As Democratic candidate for vice president in 2000, he was a source of pride for the community, bringing Jewish Americans closer than ever to the White House. He also won much praise for reaching across the aisle on many key issues.

But when it came to the specifics, Lieberman was often at odds with the mainstream Jewish community and its liberal views. His stand on healthcare and on the Iraq war helped alienate many Jewish supporters, though many of the same individuals praised his push for climate change legislation and the leading role he played in repealing Don’t Ask Don’t Tell, the law that forced homosexuals in the military to keep their sexual orientation private on pain of expulsion.

Lieberman, arguably the most visible and outspoken Jewish politician for the past two decades, remained a controversial figure for Jewish Democrats. Perhaps this explains why the first group to issue a statement praising Lieberman after he announced he will not run again was the Republican Jewish Coalition. “Senator Lieberman is a true mensch and a great American,” said RJC executive director Matt Brooks in a statement, adding that Lieberman “put principle over politics.”

The National Jewish Democratic Council came shortly after with its own statement praising Lieberman for breaking “the glass ceiling for Jewish Americans in public service.”

Lieberman, in his speech Wednesday, would not say much about his plans for the future and spoke only about seeking “new opportunities that will allow me to continue to serve our country.”

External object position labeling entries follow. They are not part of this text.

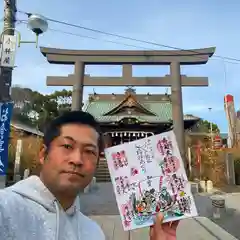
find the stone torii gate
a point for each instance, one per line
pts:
(127, 59)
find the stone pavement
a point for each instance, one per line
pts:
(101, 206)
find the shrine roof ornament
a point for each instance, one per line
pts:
(130, 102)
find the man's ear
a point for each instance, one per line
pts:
(42, 154)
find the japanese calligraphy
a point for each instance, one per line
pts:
(150, 178)
(164, 146)
(8, 51)
(119, 160)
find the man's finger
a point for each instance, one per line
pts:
(158, 221)
(175, 225)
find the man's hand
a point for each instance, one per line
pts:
(163, 231)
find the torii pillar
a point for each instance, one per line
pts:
(128, 58)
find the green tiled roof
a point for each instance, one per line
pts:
(162, 110)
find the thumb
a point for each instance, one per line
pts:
(158, 222)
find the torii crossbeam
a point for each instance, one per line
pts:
(78, 80)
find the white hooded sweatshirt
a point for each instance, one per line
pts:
(29, 211)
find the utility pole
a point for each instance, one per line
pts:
(10, 10)
(211, 126)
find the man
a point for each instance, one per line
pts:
(47, 207)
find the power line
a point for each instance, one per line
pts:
(127, 38)
(89, 37)
(114, 42)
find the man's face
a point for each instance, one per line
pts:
(72, 159)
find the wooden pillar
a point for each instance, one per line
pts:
(77, 94)
(177, 107)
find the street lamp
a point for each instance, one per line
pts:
(38, 24)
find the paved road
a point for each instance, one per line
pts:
(198, 229)
(101, 205)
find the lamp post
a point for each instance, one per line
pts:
(38, 24)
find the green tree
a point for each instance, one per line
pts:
(205, 126)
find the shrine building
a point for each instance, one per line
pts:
(130, 116)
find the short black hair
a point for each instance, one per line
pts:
(53, 129)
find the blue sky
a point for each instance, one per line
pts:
(185, 24)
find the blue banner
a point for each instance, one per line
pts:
(5, 119)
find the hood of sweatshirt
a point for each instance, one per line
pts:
(33, 189)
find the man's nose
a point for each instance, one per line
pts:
(77, 157)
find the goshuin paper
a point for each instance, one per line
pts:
(148, 177)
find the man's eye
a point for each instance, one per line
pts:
(67, 146)
(88, 151)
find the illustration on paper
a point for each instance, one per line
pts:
(148, 177)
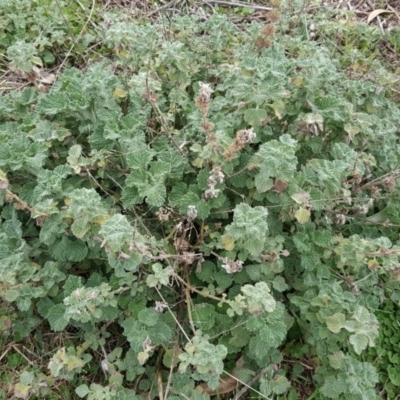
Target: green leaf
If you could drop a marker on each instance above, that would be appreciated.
(56, 317)
(335, 322)
(279, 284)
(80, 227)
(117, 232)
(82, 391)
(359, 342)
(302, 215)
(255, 116)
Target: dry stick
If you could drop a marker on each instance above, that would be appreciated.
(78, 37)
(173, 316)
(171, 368)
(246, 388)
(164, 7)
(238, 4)
(247, 385)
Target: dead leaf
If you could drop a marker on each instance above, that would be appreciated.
(377, 12)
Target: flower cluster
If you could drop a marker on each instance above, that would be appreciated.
(203, 99)
(217, 176)
(231, 266)
(243, 137)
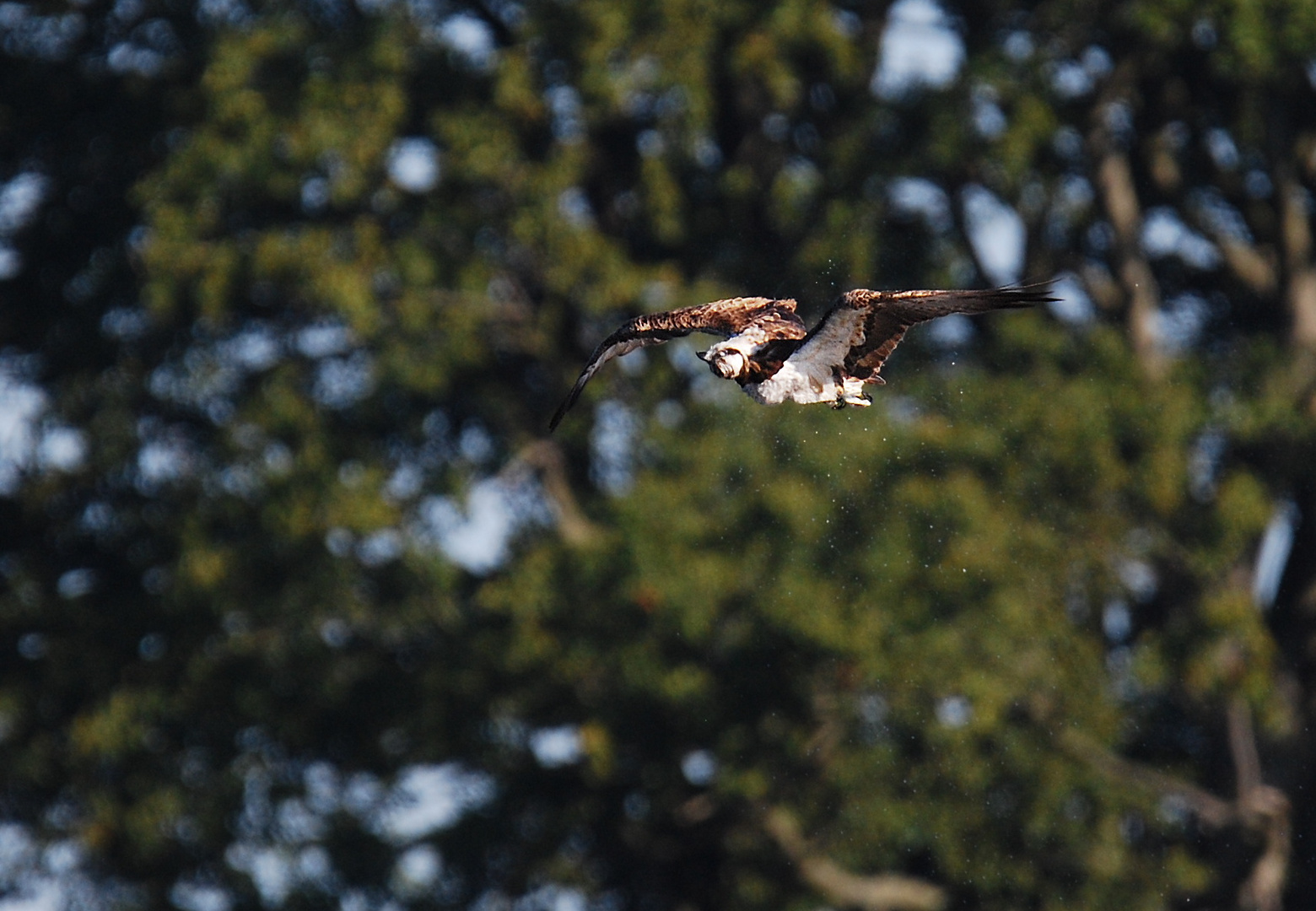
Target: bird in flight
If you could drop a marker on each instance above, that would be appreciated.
(768, 350)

For the purpose of Jewish head-counting, Lieberman’s departure in 2012 will leave the Senate with 11 Jewish members, assuming all other Jewish senators up for reelection will run and win. It will also mean an end to the unusual situation in which Connecticut is represented by two Jewish senators (the other being newly elected Richard Blumenthal). This will leave California as the only state where both senators, Barbara Boxer and Dianne Feinstein are Jewish.